Losing Sheen: Most Delhi-NCR Residents Want Ban on Sale of Fire Crackers for Clean Air, Finds Survey
Losing Sheen: Most Delhi-NCR Residents Want Ban on Sale of Fire Crackers for Clean Air, Finds Survey
Over 75% residents of Delhi-NCR say guidelines of the Supreme Court-mandated Graded Response Action Plan (GRAP) are not being effectively followed in their area and city.

Crackers seem to be fast losing their sheen among people living in Delhi-NCR as they are willing to do away with bursting of the same for the sake of clean air.

Over 79% of the respondents of a survey conducted among 20,000 residents of Delhi, Gurugram, Noida, Faridabad and Ghaziabad do not want to burst crackers.

LocalCircles spoke to residents of the five cities and found that only about 20% of them want no ban on fire crackers, while 32% respondents support sale of green crackers.

Over 75% residents of Delhi-NCR say guidelines of the Supreme Court-mandated Graded Response Action Plan (GRAP) are not being effectively followed in their area and city.

In 2016, the Supreme Court had issued an order to tackle air pollution that is being implemented across Delhi, Gurugram, Noida, Faridabad and Ghaziabad.

The plan or GRAP involves agencies – municipal corporations, traffic police, pollution control committee, transport department, police department, metro corporations, public works department, power plants – to undertake certain measures in their authority to control the amount of pollution released in the city’s air.

It is a set of guidelines for state agencies to follow when the air quality index moves from ‘moderate to poor’, ‘very poor’, ‘severe’ and ‘severe+’ categories.

The respondents were asked if agencies were making an attempt to stop dust pollution at construction and demolition sites and ready mix cement (RMC) plants, burning of garbage in landfills and other places, sweeping periodically in a mechanised way and sprinkling water on traffic roads, and ban usage of diesel generators. Close to 80% replied in the negative.

When it comes to firecrackers, the respondents of Gurugram seemed to be most keen on the ban. Individual data of these five cities suggests that 64% of 1,247 citizens in Gurugram, 51% of 5,062 citizens in Delhi, 50% of 984 in Faridabad, 25% of 1,416 in Noida, and 22% of 1,496 in Ghaziabad voted for “complete ban on sale of firecrackers”.

Regarding “ban on sale of regular crackers or only green crackers may be permitted to sell,” 62% of respondents in Noida voted for the same, while the figures were 26% of respondents in Delhi, 27% in Gurugram, 20% in Faridabad, and 36% in Ghaziabad.

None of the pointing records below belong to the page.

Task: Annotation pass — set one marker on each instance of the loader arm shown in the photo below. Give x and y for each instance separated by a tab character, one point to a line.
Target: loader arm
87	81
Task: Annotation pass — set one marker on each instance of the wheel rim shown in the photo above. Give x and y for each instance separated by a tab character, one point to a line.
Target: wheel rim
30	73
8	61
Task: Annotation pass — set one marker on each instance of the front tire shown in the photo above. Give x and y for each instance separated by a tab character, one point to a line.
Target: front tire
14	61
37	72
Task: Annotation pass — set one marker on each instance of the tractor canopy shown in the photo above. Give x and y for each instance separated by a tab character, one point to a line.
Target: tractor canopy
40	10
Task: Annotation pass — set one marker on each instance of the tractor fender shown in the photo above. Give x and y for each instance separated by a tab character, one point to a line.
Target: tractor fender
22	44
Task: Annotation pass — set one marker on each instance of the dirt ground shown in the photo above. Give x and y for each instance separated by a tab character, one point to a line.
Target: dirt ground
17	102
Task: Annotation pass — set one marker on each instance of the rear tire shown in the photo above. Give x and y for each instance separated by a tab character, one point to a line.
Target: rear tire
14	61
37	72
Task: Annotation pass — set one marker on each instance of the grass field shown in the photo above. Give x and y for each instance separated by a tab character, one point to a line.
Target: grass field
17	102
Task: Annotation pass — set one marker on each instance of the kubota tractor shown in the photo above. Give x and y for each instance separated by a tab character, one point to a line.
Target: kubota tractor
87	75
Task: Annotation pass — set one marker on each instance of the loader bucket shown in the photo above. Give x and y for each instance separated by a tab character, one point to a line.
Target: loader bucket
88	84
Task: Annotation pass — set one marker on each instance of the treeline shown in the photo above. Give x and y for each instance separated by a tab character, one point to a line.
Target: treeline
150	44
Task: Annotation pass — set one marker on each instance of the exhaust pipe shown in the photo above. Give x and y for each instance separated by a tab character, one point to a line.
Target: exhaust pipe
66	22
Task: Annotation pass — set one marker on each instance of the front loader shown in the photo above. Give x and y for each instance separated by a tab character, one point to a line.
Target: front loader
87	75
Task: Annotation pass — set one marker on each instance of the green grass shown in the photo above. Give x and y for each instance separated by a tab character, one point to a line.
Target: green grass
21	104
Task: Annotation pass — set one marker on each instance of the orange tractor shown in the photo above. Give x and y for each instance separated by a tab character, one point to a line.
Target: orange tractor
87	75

Air quality in these five cities has already started to hover at severe levels. About 67% of 1,496 respondents in Ghaziabad said “none of the four (aforementioned GRAP measures) are being followed in their areas. Similarly, 40% of 1,010 citizens in Faridabad, 37% of 1,353 in Gurugram, 33% of 1,362 in Noida and 29% of 5,205 in Delhi echoed on similar lines. On the contrary, 22%, 25%, 25%, 20% and 22% citizens in Delhi, Gurugram, Noida, Faridabad and Ghaziabad, respectively, said “all of these (GRAP measures) are being followed” in their respective areas.

The second question in the survey tried to understand the general perception of people in these five cities on their willingness to avoid firecrackers during festival celebration by the NGT and the government implementing a ban on sale of firecrackers. On a question “given that many areas of Delhi-NCR are already in hazardous air quality category or beyond, what should be done with sale of crackers”, more than half of the respondents in Gurugram, Delhi and Faridabad voted for a “complete ban on sale of all crackers this festive season”.